Which brings me to the famous song, The Girl from Ipanema. Tall, tan and lovely, the then 15 years old Helo Pinheira caught the attention of songwriters Vinicius de Moraes and Dom Jobim as she walked to the beach each morning. As they sat sipping their morning brew at the Veloso Bar, its original name), they wrote the now famous Garota de Ipanema and created the "myth". Memorabilia of that song are displayed and for sale. Girls heading to the beaches still could make a songwriter's head and heart spin. Word is that Pinheira, closing in on 60, still turns heads. Gazing over my grilled chicken and cheese sandwich, at this now famous eatery on Rua Prudente de Morias, I note the Atlantic Ocean is in view, tables are filled and there's a noisy buzz of conversation. The sun provides a good excuse to order the local beer, Brahma.
In Rio it seems everyone smiles, the pace is slow and time is flexible. With my commitment to deadlines and promptness, I think I'd be on the verge of a nervous breakdown within a week. The city, with a bay, ocean, lakes, rivers and rain forest, doesn't have "attitude" or a major dedication to work. A standard joke is that the huge statue of Christ, overlooking the city from Corcovado, his arms outstretched, will applaud when the Cariocas start a new work ethic. The statue, inaugurated in 1931 is even more impressive up close. It weighs 700 tons and is 120 feet high.
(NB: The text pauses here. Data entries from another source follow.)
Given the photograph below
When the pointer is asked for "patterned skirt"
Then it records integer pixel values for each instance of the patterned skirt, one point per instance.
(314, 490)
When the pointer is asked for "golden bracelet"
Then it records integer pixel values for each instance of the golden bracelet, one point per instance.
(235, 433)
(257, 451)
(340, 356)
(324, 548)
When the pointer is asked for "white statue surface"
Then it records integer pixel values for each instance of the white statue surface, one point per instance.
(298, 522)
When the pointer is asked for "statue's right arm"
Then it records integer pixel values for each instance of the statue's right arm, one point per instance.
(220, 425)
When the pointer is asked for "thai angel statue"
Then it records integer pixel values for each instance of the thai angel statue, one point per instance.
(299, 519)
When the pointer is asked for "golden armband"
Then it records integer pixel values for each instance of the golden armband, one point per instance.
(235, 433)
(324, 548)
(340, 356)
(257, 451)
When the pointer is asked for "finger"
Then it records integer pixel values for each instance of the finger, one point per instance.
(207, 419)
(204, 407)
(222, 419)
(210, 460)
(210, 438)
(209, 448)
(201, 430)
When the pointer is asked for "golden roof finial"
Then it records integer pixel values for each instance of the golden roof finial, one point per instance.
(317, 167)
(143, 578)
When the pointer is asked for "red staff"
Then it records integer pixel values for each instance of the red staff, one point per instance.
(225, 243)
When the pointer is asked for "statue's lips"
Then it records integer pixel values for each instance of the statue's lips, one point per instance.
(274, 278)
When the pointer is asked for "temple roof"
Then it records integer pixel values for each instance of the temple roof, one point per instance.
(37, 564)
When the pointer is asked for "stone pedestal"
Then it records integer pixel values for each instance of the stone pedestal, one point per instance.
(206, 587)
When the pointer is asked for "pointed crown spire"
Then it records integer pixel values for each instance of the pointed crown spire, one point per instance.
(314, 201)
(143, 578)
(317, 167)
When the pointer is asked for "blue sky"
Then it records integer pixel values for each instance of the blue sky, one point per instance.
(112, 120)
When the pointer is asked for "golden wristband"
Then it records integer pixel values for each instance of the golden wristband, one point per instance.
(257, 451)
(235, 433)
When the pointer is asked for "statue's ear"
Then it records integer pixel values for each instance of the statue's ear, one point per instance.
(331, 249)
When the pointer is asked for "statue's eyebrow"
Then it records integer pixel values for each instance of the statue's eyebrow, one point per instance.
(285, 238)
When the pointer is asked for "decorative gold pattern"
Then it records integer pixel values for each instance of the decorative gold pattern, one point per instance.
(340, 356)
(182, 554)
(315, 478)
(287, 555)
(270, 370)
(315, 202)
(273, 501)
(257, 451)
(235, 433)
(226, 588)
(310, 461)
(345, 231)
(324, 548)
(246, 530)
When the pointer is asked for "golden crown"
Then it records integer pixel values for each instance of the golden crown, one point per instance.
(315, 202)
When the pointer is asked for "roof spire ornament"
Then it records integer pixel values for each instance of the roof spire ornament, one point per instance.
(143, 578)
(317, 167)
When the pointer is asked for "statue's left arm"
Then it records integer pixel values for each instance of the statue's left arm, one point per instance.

I decide to take a side trip to Petropolis, 60 kilometres from Rio on a seriously curvy road. It is 800 metres elevation and cooler in the summer than Rio. For that reason the Emperor Dom Pedro II built his summer palace there in 1845. At the door of what is now the Museo Imperial (Avenida 7 de Setembro), I'm given huge felt slip of slippers so as not to mark the stunning wooden floors. The jewel in the crown here is exactly that. Weighing over 1000 grams with 639 diamonds and 77 pearls, it is creating a stir among the teenagers who are visiting with their school. The dining room, glassed in, is set up for a very regal gala dinner. The music room naturally lives up to its name by having some rare instruments. Upstairs there is a wonderful shell shaped cradle of Madeira wood, plus several interesting rooms of period furniture. Over 160,000 items are in the archives therefore this is a perfect reference place for scholars. I shove my way through the throngs of more school children who are giggling, eating ices and not paying too much attention to the greenhouse-looking Crystal Palace (Parca da Confluencia at Rua Alfredo Pacha). Although it was built by Dom Pedro as an exhibition hall, it is now, as then, also the venue for balls and concerts. Built in France and made of crystal, it opened in 1884. Now the only remaining original part is a crystal chandelier. Even the wood cupolas and iron roof has been redone. The most dominant building is the Cathedral (rua Sao Pedro de Alcanara 60). It holds the remains of Dom Pedro. However, today it is closed so I wander beside the Palatinado River which leads from the cathedral and is flanked on both sides by stately mansions. One is Casa da Princesa Isabel, another in Portuguese Colonial architecture is surrounded by massive English wrought iron gates. Quite unexpected is a sweet typical German colonial gingerbread house, which seems out of place with the other estates.
It has been a quiet but historically interesting day, but I can't wait to return to the hustle and gyrations, the fun and beauty of Rio de Janeiro.